Postby Chloe Alviz 1E » Tue Jan 14, 2020 9:39 pm

A reaction mixture that consisted of 0.400 mol H2and 1.60 mol I2 was introduced into a flask of volume 3.00 L and heated. At equilibrium, 60.0% of the hydrogen gas had reacted. What is the equilibrium constant K for the reaction H2(g) + I2(g) <=> 2 HI(g) at this temperature?

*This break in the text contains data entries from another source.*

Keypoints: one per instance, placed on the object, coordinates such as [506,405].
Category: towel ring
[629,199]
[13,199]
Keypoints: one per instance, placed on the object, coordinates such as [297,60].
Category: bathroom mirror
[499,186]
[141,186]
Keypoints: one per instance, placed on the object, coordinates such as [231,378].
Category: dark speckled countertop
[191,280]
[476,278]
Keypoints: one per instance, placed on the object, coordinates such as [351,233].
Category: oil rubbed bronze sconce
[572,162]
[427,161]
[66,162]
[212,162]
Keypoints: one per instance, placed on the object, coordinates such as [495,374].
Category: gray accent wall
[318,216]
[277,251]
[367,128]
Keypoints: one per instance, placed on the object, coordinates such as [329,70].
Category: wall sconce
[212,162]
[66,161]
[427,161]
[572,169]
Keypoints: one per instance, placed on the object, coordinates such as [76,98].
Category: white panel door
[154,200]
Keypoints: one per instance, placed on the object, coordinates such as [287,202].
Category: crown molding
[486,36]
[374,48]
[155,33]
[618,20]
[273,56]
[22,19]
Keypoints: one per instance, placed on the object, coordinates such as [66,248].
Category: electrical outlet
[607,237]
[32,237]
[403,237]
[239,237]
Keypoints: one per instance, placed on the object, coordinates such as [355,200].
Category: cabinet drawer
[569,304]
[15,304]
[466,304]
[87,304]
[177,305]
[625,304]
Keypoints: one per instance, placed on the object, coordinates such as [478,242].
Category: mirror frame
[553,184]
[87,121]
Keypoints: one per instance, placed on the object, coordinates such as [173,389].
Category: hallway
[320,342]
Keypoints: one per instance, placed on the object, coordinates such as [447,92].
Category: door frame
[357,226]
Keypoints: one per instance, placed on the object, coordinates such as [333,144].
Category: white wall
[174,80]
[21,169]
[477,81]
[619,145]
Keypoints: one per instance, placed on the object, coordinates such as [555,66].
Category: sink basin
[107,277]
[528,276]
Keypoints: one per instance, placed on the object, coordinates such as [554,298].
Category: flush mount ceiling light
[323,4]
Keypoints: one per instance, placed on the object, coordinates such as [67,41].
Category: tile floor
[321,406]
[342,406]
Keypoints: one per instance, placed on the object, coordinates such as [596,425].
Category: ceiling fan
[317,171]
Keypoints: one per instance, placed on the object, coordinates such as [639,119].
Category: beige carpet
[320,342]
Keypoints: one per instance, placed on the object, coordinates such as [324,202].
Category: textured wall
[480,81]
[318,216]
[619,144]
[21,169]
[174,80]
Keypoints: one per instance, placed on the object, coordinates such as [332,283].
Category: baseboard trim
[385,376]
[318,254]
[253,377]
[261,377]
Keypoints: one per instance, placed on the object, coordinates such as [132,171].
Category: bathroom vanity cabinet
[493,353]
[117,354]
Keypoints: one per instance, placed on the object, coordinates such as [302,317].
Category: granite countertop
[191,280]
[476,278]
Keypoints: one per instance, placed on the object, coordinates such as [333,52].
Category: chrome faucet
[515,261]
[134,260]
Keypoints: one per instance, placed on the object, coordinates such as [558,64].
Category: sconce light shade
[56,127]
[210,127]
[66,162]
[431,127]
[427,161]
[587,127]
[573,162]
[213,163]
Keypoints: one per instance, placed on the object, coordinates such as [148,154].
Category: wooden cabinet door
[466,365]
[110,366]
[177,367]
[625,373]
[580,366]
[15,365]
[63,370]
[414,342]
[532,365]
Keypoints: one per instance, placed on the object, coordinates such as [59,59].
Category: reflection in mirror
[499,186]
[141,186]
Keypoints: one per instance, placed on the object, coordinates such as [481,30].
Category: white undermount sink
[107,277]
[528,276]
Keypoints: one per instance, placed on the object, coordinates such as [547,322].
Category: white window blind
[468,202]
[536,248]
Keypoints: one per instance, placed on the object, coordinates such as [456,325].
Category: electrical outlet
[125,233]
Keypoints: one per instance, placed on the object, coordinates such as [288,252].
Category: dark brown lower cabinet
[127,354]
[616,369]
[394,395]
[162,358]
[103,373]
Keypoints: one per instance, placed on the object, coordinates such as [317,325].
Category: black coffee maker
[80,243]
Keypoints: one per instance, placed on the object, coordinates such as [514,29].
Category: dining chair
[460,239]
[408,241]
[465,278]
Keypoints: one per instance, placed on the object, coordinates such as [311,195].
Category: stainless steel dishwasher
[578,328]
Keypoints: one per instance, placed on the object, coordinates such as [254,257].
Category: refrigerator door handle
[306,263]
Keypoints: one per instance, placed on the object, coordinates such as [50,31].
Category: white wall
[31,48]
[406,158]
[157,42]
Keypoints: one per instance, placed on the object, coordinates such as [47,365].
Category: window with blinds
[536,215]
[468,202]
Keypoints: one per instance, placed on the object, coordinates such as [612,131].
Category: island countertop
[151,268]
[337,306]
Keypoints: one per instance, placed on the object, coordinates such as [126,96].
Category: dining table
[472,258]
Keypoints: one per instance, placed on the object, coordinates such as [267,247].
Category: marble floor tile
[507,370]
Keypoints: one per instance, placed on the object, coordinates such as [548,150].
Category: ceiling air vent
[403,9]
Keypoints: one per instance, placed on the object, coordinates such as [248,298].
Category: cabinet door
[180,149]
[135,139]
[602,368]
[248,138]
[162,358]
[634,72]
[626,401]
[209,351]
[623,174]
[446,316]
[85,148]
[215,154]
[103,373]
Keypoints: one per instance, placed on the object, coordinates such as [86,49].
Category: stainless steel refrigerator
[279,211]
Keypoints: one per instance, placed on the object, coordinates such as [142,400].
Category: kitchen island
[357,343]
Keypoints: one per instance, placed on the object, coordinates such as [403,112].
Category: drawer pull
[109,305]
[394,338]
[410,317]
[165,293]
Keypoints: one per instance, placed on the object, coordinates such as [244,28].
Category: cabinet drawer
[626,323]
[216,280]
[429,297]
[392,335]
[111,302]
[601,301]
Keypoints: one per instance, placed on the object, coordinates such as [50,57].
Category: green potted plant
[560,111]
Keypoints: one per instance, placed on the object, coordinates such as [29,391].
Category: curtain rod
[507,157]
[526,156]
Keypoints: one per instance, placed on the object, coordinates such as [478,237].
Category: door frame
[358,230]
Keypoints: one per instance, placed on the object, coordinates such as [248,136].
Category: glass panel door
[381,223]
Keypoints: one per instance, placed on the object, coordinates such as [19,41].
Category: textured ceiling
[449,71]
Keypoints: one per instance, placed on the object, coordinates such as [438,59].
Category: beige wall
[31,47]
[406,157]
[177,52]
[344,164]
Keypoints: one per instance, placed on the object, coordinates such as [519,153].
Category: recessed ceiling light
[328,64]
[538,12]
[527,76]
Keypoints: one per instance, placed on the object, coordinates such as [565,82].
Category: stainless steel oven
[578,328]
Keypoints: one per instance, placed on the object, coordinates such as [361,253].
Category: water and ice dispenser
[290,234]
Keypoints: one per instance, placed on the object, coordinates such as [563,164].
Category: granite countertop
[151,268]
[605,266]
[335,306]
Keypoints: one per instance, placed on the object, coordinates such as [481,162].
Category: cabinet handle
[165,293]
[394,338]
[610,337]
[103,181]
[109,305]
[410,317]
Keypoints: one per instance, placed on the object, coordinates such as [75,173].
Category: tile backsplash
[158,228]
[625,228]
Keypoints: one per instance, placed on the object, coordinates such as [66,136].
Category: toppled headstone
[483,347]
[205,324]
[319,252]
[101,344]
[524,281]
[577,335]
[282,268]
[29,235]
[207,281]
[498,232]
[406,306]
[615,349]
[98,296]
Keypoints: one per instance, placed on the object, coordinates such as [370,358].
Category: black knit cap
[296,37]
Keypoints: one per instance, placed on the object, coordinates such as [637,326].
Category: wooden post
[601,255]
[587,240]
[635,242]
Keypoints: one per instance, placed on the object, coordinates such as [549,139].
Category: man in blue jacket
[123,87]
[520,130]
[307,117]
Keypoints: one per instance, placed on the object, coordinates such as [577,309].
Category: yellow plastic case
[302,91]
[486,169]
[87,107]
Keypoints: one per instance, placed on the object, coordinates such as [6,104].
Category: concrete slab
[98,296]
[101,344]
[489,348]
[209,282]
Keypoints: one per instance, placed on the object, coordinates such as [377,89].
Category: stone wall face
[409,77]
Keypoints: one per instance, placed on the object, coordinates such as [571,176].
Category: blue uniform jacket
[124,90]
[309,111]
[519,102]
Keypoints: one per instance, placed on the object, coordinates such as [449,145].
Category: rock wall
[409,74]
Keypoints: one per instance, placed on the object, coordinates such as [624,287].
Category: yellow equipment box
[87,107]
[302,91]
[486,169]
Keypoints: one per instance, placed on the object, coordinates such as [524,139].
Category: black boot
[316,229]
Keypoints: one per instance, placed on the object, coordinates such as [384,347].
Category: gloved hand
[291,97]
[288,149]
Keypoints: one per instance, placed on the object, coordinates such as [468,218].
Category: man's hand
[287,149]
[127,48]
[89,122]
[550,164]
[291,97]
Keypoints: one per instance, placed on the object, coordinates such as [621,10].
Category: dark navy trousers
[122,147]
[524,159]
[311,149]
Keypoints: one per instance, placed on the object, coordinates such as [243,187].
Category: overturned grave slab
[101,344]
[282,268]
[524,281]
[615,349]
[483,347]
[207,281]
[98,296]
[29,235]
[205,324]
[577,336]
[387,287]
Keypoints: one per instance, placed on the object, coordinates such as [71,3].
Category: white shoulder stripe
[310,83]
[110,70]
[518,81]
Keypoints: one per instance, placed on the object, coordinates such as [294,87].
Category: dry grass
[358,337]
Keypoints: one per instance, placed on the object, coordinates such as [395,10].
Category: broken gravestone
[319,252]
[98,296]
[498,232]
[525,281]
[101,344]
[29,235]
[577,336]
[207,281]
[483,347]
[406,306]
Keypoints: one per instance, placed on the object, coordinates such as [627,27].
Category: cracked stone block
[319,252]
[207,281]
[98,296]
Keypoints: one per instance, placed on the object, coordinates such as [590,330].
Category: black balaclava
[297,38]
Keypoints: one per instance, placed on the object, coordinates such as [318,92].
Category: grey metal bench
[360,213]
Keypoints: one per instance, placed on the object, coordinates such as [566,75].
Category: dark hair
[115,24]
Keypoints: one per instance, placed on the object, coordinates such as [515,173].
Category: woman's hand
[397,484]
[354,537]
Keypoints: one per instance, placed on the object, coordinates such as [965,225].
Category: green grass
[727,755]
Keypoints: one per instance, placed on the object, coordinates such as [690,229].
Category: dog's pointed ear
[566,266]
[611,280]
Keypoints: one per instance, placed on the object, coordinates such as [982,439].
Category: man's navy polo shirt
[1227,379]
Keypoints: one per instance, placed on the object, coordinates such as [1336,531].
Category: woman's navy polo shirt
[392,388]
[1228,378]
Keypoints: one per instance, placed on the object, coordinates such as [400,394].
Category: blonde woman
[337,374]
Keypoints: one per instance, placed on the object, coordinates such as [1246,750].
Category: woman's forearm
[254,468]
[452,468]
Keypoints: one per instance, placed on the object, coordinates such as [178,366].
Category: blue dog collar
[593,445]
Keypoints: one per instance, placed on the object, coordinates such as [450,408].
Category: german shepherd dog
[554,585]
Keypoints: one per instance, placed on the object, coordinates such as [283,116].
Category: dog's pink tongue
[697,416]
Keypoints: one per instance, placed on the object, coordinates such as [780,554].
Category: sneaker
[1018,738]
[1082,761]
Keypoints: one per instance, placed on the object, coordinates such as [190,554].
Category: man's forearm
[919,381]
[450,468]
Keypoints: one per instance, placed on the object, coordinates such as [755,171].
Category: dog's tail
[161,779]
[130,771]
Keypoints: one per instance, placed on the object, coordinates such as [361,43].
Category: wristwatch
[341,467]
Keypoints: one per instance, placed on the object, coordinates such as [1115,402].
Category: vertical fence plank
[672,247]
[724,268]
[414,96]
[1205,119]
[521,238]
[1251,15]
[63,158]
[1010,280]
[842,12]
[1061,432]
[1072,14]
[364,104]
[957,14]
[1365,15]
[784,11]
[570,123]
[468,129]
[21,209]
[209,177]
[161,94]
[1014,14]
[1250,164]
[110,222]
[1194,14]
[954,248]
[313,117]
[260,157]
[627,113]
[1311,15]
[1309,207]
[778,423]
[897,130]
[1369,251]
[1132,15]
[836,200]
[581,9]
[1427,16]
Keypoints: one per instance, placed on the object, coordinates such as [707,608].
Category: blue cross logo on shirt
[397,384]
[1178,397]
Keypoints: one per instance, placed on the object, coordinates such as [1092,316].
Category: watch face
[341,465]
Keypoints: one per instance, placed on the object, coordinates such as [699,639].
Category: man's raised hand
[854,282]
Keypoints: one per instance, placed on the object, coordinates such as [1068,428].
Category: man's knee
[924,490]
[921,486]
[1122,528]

Can someone help me through this question? I'm not sure where to start.

Daria Azizad 1K
Posts: 116
Joined: Thu Jul 25, 2019 12:15 am

Re: 5I.19

Postby Daria Azizad 1K » Tue Jan 14, 2020 9:55 pm

To solve this problem, you need to make an ICE table. The initial concentrations of H2 and I2 can be found by dividing the number of moles by the volume of the flask. Then, we can find H2's equilibrium concentration by multiplying its initial value by 0.6. If we say that the concentration of H2 changed by x, we can then solve for x:
initial - x = final
Once we have our x value, we can also solve for the eq concentration of I2, which decreased by x, and HI which increased from 0 to 2x.

Harry Zhang 1B
Posts: 101
Joined: Sat Sep 14, 2019 12:16 am

Re: 5I.19

Postby Harry Zhang 1B » Tue Jan 14, 2020 10:06 pm

First, calculate the molar concentration of H2 and I2 in the flask, which is n/v. From there, since the question says that 60% of the hydrogen gas reacted at equilibrium, it means that to reach equilibrium, H2 reduced by 0.6 of its original concentration. Therefore you will multiply 0.6 by the molar concentration of H2 to find out the C(change) in your ICE box; this value would then also represent the change for I2 since their stoichiometric coefficients are the same. The change for HI will be two times the change in reactants. From there, you can use the [HI]^2/[H2][I2] to calculate Kc.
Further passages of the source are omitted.